И постепенно смазывались, утрачивались, сливались ориентиры, ни ты, ни сидящие рядом или лежащие под боком уже не понимали, что хорошо, а что, как говорится, не есть хорошо, где мораль, а где подонство. Грани стерлись, и тормоза отказали. Тебя несло все быстрее, как на центрифуге, и одна только мысль: не упасть, не выскочить, не выпасть из обоймы. Иногда, просыпаясь до рассвета, обещал себе остановиться, начать новую жизнь, но, едва выйдя из дому, все повторялось намного безобразней, грязнее, чем накануне, потому, как сие от тебя не зависело, ты был безнадежен. И не надо себе лгать, что убежал сюда из когда-то любимого Киева потому, что тебя вытолкнули, не вписался в новую жизнь, интриги засосали и т.д. Все это, если и правда, то только наполовину.

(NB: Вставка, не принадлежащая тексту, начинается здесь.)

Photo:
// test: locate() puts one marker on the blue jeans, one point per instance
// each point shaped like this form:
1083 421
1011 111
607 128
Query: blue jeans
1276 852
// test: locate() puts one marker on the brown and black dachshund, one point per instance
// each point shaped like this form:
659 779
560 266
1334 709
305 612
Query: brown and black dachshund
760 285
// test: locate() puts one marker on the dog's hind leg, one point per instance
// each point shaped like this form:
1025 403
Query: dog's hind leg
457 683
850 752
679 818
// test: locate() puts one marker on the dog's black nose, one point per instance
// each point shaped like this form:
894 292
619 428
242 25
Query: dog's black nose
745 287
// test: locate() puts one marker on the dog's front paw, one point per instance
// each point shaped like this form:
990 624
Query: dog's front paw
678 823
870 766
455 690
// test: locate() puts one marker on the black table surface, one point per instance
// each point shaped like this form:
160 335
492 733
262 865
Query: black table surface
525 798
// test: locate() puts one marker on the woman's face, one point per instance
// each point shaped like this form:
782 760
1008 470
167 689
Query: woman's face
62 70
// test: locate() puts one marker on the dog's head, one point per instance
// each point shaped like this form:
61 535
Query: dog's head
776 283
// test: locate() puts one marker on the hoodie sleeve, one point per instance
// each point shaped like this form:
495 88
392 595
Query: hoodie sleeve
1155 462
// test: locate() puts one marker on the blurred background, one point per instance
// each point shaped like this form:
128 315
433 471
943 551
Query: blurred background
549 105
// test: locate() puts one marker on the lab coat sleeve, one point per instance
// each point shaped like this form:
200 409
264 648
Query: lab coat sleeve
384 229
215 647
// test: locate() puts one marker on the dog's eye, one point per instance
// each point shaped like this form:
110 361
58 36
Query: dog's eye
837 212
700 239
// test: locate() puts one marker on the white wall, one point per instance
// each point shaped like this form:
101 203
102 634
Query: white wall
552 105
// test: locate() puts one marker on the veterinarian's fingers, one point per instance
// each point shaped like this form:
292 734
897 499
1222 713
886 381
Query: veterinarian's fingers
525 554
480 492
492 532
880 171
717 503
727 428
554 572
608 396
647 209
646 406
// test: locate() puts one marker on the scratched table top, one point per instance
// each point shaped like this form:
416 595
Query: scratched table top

Просто ты сам себя испугался и решил удрать. От себя. Наивно думал начать на новом месте по-новой. Только поздно, ВолодИнька! Твой поезд уже ушел, ты насквозь пропитался грязью, не отмыться! Ни в Италии, ни в каком Буэнос-Айресе. Потому, дружище, тебе нет смысла отчаиваться. Помнишь, когда-то ты блевал от одного стакана вина. Желудок не принимал. Потом организм смирился и впитывал алкоголь в любых дозах. По аналогии: тебе, грешившему за двоих или даже за троих, горчичниками не вылечиться. Это не болезнь – диагноз. От болячки избавиться можно, диагноз же ставится на всю жизнь. И никуда от него не деться. Так что, дружище, подмигни, как прежде, этой Любке, королеве Шантеклера, и топай в ванную. Все у вас будет, как прежде, о*кей. Тебе же только лучше, в выигрыше окажешься. Попробуй – осторожненько и тактично – спровадить ее на работу, пусть ездит в свои туры дурацкие, по десять дней два раза в месяц, не будет мелькать перед глазами, опять же - хата свободная, живи – кум королю и сват министру! И молдаванку свою, наконец, трахнешь, и совесть не будет мучить, всякие комплексы, А что - телка она классная, Анька-модаванька, бюст, что ни говори, четвертый номер. И камасутра – книга увлекательная, как ни крути!